In the first Rhode Island Supreme Court decision to address the Rhode Island Judiciary’s new electronic filing system, the Court cautioned counsel to confirm the accuracy of their service contact information to ensure receipt of electronic filings. See Santos v. D. Laikos, Inc., d/b/a Monet Lounge and John Doe, 139 A.3d 394 (R.I. 2016). Failure to do so does not constitute excusable neglect. Id. at 399.
In Santos, the defendant’s counsel filed a motion to dismiss plaintiff’s complaint and certified that he had filed the motion and accompanying memorandum of law through the electronic filing system and by mail. Id. at 397. Plaintiff’s counsel did not respond or appear at the hearing on the motion and the Superior Court granted defendant’s motion. Id. Days later, the plaintiff filed an objection and motion to vacate, in which he asserted that his counsel had not received notice of the motion. Id.

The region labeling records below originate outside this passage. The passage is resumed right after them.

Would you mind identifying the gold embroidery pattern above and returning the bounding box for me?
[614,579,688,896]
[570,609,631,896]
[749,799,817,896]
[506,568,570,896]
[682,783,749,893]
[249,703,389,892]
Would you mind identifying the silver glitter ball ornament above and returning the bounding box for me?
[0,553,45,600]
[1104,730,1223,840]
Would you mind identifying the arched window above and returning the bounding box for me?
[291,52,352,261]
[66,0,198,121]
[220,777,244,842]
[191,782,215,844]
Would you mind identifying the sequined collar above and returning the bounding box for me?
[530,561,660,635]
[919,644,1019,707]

Plaintiff later explained that his counsel did not receive notice of the motion when it was filed in the court’s electronic filing system because she was not listed as a service contact at the time the motion was filed and she did not receive the paper copy that had been sent by mail because of an apparent mishap with the mail. Id. at 398. The Superior Court denied the plaintiff’s motion to vacate and the plaintiff appealed. Id.

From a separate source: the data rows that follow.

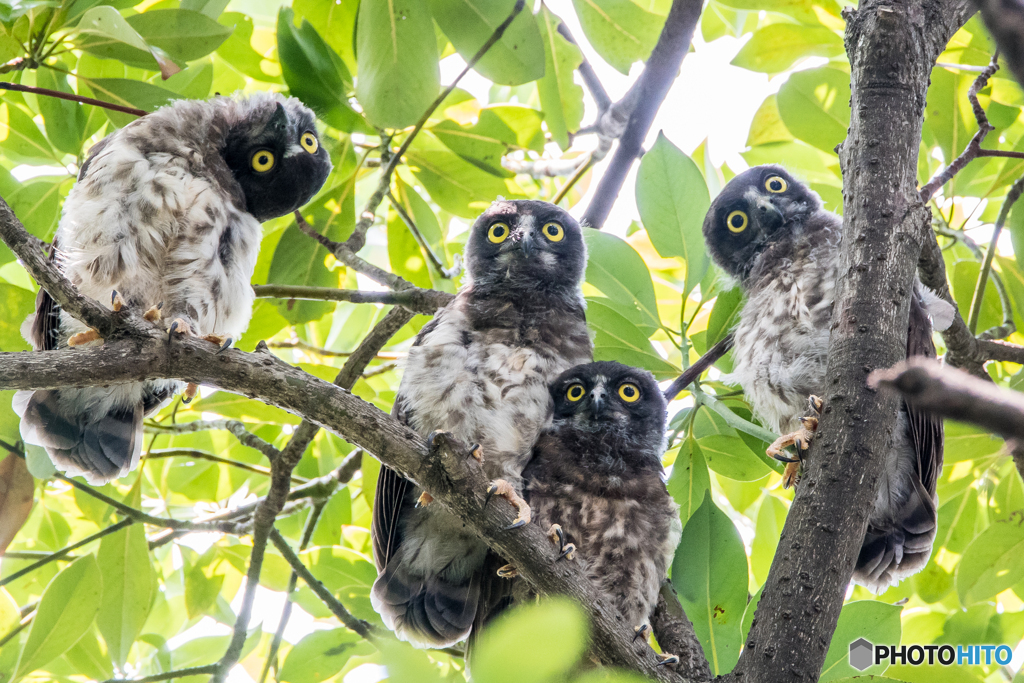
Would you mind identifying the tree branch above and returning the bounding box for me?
[580,0,702,229]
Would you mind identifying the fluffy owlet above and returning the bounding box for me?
[371,201,592,647]
[703,166,951,591]
[14,93,331,483]
[523,361,683,659]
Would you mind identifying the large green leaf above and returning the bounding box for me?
[572,0,665,74]
[672,490,746,676]
[818,600,903,683]
[355,0,440,128]
[777,67,850,153]
[583,228,660,335]
[430,0,544,85]
[11,555,102,680]
[96,477,159,667]
[537,4,583,150]
[636,133,711,295]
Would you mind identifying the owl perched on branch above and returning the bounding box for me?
[703,165,952,592]
[371,201,592,647]
[14,93,331,483]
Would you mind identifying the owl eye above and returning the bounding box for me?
[487,223,510,245]
[618,382,640,403]
[725,211,748,232]
[252,150,273,173]
[541,223,565,242]
[299,130,319,155]
[765,175,790,195]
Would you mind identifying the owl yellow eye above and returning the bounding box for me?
[299,130,319,155]
[765,175,790,195]
[487,223,510,245]
[725,211,748,232]
[252,150,273,173]
[618,382,640,403]
[541,223,565,242]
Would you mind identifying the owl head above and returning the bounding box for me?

On appeal, the plaintiff argued that the order granting the motion to dismiss should have been vacated under Rule 60(b)(1). Id. Rule 60(b)(1) provides that “the court may relieve a party or a party’s legal representative from a final judgment, order, or proceeding for . . . [m]istake, inadvertence, surprise, or excusable neglect.” Id.
After examining the reasons offered for the plaintiff’s failure to respond to the motion, the Supreme Court concluded there were “no extenuating circumstances which render excusable plaintiff’s failure to object to or to attend the hearing on defendants’ motion to dismiss.” Id. at 398-99. The Court noted that “[t]he plaintiff’s explanation for his failure to take any action in response to defendants’ motion—that the motion was never received—[fell] short of what this Court has deemed excusable neglect.” Id. at 399. Indeed, the Court observed that plaintiff’s counsel’s conduct was “precisely the type of ‘unexplained neglect’ and case mismanagement that we have said, on its own, does not suffice.” Id.
Accordingly, the Supreme Court held that “failure to update the electronic filing system with the correct service contact information in a timely fashion” did not constitute excusable neglect beyond counsel’s control. Id.
In light of this decision, counsel should be diligent in confirming that their service contact information is listed for each of their cases in the Court’s electronic filing portal.